Trend 9: Modular Design

Key point: Core components such as inverters, PCS and energy storage devices will adopt modular design.

Inverters, PCSs, and energy storage devices are key components in a PV plant, which greatly affect the availability of the entire PV plant system. As the capacity and complexity of PV plants increase, the traditional, expert-driven approach for onsite maintenance will be too costly. Modular design will become mainstream, as it enables flexible deployment, smooth expansion, and expert-free maintenance, greatly reducing O&M costs and improving system availability.

Trend 10: Security and Trustworthiness

Key point: Security and Trustworthiness has become a necessary requirement for PV plants.

The increase in the cumulative capacity of global PV plants, and greater complexity of network architecture, which makes the network security risks of PV plants increasing. In addition, there are more stringent requirements for user privacy and security for distributed PV plants. All these trends suggest that PV plants need to possess security and trustworthiness capabilities in terms of reliability, availability, security, safety, resilience, and privacy.
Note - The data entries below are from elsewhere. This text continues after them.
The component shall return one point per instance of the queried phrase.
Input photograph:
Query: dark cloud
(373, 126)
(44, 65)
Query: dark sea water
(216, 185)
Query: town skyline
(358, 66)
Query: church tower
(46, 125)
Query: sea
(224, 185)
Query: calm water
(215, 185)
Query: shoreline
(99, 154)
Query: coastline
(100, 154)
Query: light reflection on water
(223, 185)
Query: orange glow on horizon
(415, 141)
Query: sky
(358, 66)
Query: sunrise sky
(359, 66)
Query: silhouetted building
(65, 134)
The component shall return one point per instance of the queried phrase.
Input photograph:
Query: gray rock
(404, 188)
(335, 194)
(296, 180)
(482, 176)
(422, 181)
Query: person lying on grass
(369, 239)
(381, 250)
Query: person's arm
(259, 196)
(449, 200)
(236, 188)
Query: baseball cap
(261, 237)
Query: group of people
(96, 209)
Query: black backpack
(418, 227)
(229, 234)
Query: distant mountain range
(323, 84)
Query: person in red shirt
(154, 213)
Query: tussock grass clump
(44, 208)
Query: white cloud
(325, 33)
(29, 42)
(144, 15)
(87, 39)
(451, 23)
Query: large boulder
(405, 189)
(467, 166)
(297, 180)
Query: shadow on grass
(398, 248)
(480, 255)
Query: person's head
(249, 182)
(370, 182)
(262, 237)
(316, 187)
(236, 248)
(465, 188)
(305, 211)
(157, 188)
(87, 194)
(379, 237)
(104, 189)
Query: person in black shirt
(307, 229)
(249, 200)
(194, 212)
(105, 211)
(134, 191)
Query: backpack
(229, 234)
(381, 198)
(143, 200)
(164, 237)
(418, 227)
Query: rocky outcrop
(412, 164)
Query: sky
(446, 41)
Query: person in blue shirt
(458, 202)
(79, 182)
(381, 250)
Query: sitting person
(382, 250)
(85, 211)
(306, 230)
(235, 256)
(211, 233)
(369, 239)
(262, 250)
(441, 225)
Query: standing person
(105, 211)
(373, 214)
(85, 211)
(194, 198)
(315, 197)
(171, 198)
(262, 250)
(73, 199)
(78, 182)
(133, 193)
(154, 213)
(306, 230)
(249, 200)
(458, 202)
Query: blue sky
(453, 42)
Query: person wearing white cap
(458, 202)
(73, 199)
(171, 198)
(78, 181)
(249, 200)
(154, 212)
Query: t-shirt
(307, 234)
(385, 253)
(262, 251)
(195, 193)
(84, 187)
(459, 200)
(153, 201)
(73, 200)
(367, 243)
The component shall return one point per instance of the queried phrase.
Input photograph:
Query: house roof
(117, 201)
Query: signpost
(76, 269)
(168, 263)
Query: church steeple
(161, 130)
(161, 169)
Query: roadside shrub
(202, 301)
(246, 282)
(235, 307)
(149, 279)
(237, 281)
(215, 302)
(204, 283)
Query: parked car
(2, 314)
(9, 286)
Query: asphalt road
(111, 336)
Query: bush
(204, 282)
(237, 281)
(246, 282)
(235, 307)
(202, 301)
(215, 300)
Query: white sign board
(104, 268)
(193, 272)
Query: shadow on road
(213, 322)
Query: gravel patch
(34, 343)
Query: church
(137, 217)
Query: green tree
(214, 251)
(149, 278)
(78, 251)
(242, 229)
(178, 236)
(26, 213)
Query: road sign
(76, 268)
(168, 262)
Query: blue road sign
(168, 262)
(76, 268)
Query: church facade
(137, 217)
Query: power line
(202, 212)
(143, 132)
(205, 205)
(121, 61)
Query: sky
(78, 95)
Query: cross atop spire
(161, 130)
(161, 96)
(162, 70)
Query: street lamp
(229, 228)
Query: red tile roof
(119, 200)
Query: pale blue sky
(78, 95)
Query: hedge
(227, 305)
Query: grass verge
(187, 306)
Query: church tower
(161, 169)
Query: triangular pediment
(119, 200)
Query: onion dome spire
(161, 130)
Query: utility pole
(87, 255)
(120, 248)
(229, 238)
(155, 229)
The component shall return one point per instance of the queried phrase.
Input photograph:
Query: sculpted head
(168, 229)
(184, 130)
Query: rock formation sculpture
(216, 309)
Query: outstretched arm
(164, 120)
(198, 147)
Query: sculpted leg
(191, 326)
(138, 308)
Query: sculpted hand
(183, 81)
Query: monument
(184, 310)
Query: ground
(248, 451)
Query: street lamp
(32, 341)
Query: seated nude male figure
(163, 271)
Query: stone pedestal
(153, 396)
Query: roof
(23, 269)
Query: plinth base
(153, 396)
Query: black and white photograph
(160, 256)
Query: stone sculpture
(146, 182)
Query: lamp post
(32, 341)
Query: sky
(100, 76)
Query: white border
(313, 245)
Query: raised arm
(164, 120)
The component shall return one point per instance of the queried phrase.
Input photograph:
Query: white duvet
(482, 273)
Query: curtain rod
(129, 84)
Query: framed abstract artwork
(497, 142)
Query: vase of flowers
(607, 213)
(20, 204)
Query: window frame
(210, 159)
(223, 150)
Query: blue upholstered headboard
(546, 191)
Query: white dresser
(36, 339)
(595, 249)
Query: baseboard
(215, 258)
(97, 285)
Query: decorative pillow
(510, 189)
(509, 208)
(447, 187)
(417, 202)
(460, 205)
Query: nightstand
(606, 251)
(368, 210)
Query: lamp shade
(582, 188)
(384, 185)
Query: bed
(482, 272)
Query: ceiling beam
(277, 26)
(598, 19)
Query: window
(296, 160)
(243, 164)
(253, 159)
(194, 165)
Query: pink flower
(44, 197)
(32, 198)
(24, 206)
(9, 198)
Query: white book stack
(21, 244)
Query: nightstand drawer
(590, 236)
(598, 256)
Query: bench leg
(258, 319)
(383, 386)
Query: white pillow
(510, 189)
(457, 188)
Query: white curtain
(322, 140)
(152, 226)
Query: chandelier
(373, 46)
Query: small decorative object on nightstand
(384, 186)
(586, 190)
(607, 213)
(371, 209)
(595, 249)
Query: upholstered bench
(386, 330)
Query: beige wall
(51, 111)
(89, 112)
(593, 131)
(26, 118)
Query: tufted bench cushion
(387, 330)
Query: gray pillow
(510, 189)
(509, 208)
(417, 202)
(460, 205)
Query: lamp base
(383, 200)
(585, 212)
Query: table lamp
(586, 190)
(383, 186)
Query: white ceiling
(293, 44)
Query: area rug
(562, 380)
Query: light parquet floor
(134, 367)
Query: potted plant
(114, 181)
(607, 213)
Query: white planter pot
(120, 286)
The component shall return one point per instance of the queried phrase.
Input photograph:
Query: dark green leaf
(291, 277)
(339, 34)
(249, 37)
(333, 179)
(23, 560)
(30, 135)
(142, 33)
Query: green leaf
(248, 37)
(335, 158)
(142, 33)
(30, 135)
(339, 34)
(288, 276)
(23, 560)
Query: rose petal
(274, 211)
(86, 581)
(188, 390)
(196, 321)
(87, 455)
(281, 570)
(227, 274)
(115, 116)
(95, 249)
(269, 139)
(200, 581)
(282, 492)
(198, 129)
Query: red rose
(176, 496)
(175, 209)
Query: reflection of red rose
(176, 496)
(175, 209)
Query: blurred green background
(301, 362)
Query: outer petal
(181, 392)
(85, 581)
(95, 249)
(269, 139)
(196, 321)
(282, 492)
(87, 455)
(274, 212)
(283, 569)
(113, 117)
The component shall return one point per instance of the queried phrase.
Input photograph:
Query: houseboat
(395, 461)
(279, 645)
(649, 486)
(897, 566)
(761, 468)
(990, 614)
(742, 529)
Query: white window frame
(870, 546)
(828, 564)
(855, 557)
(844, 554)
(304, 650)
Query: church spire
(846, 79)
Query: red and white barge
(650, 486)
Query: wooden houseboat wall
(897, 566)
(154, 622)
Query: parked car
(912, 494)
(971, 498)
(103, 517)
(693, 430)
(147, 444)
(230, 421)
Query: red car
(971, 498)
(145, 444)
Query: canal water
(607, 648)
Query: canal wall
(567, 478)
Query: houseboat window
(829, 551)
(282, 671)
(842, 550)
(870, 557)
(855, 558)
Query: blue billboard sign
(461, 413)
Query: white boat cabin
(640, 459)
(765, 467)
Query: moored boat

What these trend predictions make clear is that as solar energy moves to centre stage, smart PV  will be the most critical aspect of enabling it. The humble inverter from 5 years ago will yet go on to become the heart of the energy management grid, a fact that global inverter firms, including Huawei are alive to, and working furiously to achieve. The shot deadline for these to happen, ie, 2025, indicates that on most of these trends, the early work has already started, or is moving as we read. Solar Storage for instance, could clearly be big by 2025,or needs to be, for the world to make a decisive shift away from its current trajectory of incremental renewable energy growth.